Marvels, Wonders, Miracles, Paradoxography, Reception History

Current Term:

2022-2026

Chairs

Monika Amsler
University of Bern

Carl Johan Berglund
Åbo Akademi University

Marion Pragt
KU Leuven



Member Area

Sofia 2024 Call for Papers

Miraculous and Paradoxical Time Periods

For the 2024 conference, the Miracles and Paradoxography in Literature of Biblical Reception Unit especially invites papers on paradoxical and miraculous time frames. Jewish and Christian writers often expected the strange and exotic phenomena that are described in ancient paradoxography to be more frequent in earlier stages of creation, or in the eschatological reality just before the end. Particular ‘moments’ to be studied may include tohu wa-bohu and other pre-creational time periods, the six days of creation and the world to come, but also special days, such as the eve of Shabbat and Shabbat itself, the observance of Friday or Sunday, or the remembrance of the final week of Christ's life.

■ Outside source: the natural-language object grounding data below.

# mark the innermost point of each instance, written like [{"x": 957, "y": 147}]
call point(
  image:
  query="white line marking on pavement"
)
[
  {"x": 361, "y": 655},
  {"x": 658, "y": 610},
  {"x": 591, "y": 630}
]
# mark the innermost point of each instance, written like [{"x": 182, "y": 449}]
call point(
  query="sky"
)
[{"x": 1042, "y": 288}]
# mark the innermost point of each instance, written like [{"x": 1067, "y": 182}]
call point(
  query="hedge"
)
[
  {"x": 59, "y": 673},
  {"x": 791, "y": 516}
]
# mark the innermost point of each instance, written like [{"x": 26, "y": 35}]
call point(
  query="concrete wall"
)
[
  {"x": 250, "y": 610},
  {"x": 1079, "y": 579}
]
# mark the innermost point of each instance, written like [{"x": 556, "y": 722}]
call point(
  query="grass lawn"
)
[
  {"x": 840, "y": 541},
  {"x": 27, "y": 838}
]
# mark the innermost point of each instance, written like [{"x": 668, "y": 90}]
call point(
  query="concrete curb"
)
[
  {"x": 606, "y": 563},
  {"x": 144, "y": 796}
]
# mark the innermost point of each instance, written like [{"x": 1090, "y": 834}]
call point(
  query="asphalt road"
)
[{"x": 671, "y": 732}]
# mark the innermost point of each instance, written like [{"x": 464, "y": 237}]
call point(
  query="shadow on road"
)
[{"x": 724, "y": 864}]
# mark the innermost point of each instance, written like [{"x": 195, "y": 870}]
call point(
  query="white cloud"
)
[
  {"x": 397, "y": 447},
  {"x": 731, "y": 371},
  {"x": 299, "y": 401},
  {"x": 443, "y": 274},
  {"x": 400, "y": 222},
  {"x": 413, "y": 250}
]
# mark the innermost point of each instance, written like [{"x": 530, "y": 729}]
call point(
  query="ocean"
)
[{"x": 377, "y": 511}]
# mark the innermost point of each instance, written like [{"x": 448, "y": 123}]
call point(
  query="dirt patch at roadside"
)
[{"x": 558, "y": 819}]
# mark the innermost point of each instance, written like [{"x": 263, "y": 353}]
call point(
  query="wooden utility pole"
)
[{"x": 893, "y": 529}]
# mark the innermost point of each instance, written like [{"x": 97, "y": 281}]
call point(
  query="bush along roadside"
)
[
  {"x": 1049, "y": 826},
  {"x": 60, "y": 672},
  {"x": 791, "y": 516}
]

Papers may investigate how Jewish and Christian texts choose and describe the defining factors of these periods, the things that happen, grow, or simply exist in them. What kind of paradoxes or miracles, for example, are more likely to occur outside the recurring lunar or lunisolar calendars or at their fringes? What eschatological monsters, portents and other miraculous phenomena are situated in earlier eras of the world? And which ones, maybe as signs of impending doom, are marking future eras or initiate or signal simply the beginning of a new era?

In addition to papers that explore the interaction between paradoxographical phenomena and time, contributions interacting with paradoxography in other ways are also welcome.